The Longest JourneyEdit
Venice is a Newport neighbourhood, administered by the Venice borough council. An ex-industrial district, Venice was converted to a residential area in 2109 after the infamous Venice Massacre. Venice is now a bohemian haven for artists and miscreants of all backgrounds that exists in the shadow of Newport's towers. Many residents are art students enrolled at VAVA. Venice is characterised by its distinctive network of canals, which carry an unknown (possibly toxic) liquid of foul odour, presumably the remnant of Venice's industrial past.
In TLJ we mostly see East Venice, although April travels to the Watertown Bridge in West Venice when she visits the Roma Gallery. Other key locations include Florence Park, the Border House, the Fringe Cafe and VAVA itself.
The original TLJ website told us a little of what Newport people in general thought of Venice and its inhabitants:
…that was Treble Two with their monster hit from last summer, 'Scorching Asphalt'. And Gary, it sure is scorching in the city today, am I right?"
"You are absolutely right, Bill! We're approaching forty degrees in Metro Circle right now -- and that's on the street! God alone knows what it's like in the titty-bars!"
"You said it, Gary. Summer has arrived in Newport --and it's time to get the hell out! This ain't no place to be in July, especially with the colonists arriving in the thousands every day."

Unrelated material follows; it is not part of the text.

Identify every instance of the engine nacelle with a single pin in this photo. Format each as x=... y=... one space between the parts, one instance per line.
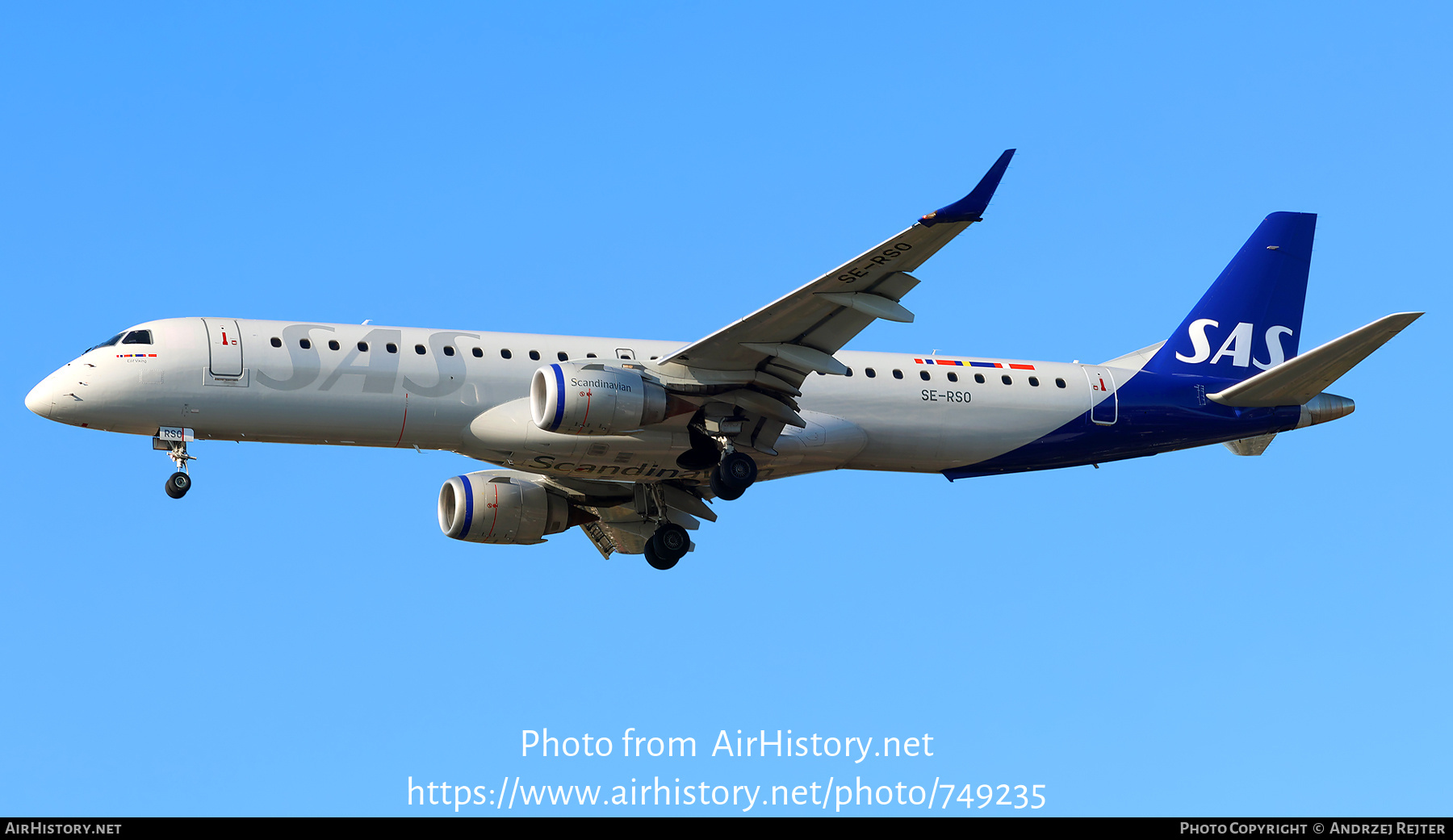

"Hey Bill, speaking of vermin -- did you know Venice is celebrating its one hundredth anniversary this month? Apparently those liberal, bottom-crawling freaks are celebrating civil disobedience!"
"What the hell's the world coming to, Gary? For those of our listeners who don't know, Venice is our little village of misfits right smack in the middle of beautiful Newport. It's an eyesore, I can tell you that, and if I was in charge, I'd dump a gravbomb on their liberal asses."

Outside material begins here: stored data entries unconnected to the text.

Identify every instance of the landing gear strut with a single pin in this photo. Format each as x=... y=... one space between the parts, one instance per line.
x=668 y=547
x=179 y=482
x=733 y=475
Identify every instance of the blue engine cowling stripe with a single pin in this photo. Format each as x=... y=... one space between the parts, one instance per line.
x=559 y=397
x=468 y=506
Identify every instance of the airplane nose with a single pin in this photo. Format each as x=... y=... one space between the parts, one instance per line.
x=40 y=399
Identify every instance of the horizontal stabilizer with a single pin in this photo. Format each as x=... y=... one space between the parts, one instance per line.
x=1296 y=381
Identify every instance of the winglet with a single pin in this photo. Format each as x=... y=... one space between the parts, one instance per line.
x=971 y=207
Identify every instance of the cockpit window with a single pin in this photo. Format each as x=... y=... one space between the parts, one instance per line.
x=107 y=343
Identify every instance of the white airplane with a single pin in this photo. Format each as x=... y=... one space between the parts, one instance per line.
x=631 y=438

"Whoa-yeah, Bill. Giddy-up! You have my vote! Now, to cool y'all down a notch, folks -- here's Royn Dale, with 'White Magic'…"
Ragnar confirmed what many fans have long thought when he posted on his blog that the character of Venice was heavily influenced by his time as a film student living in New York's East Village. "Venice is, for all intents and purposes, the Village; both from an architectural point of view and from a social and humanistic point of view."

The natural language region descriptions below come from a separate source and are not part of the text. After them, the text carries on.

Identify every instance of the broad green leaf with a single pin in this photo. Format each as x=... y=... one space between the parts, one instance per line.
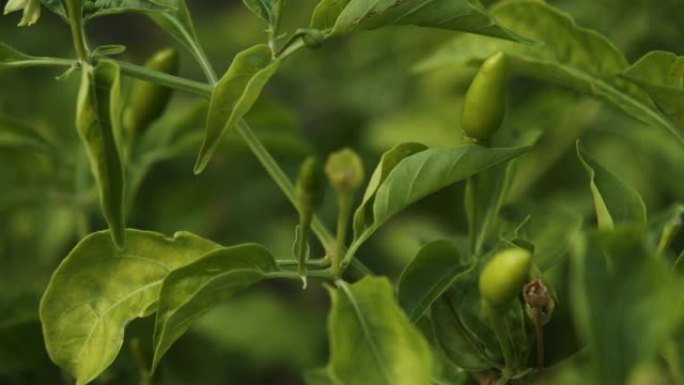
x=178 y=24
x=388 y=161
x=550 y=229
x=460 y=15
x=98 y=289
x=661 y=74
x=425 y=172
x=98 y=126
x=266 y=10
x=614 y=201
x=19 y=135
x=371 y=341
x=460 y=328
x=570 y=55
x=234 y=95
x=435 y=268
x=624 y=301
x=96 y=8
x=191 y=291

Venice was hit particularly hard by the downturn in Newport's economic fortunes over the past decade, a direct result of the Collapse. When Zoë Castillo arrives, she finds a neighbourhood full of homeless people huddling in makeshift shelters, trying to keep warm around oil drum fires. The Chinaman tells Zoe that drugs are big business in Venice, and the people who sell them are too dangerous for him to risk being competition. Most of the kids join local gangs like the Shakespeareans thinking it's the best way to stay alive - though many actually end up dead as a result of gang warfare. Listening to the various homeless people wandering around reveals that some of them worked at VAVA but are now out of pocket, including Emma's holosculpture professor. Another used to own the Roma Gallery.
VAVA has, ironically, now been moved out of Venice, and the Border House has become a possession of Marcus, which has transformed in the sinister Victory Hotel, though the bench Cortez used to frequent is still there, and the elaborate mural April used to admire still adorns the outside wall. The Fringe Cafe has been transformed into a chic nightclub, with a huge security door to keep out the dangerous denizens of Venice. Charlie owned it for a short time but now runs the Fringe for the current owner. The Mystery Door nearby remains closed. Venice's famous - or infamous - canals have now been drained, and for some reason, one of the routes from the Bridges has been blocked off by a police barrier.
Dreamfall allows a closer inspection of Venice's bridges - one, leading to the former Border House, is revealed to have two large stone faces carved on either side of it, not unlike the faces in Roper Klacks' labyrinth. Fans have pointed out that they bear a resemblance to the statues in the Catacombs under Marcuria; they also resemble Green Man images in British folk art.
The condition of Venice closely mirrors that of contemporary Marcuria - both now have a large homeless population and segregation of rich and poor. The Shakespeareans and other gangs who are taking over could be seen as analogous to the Azadi occupation.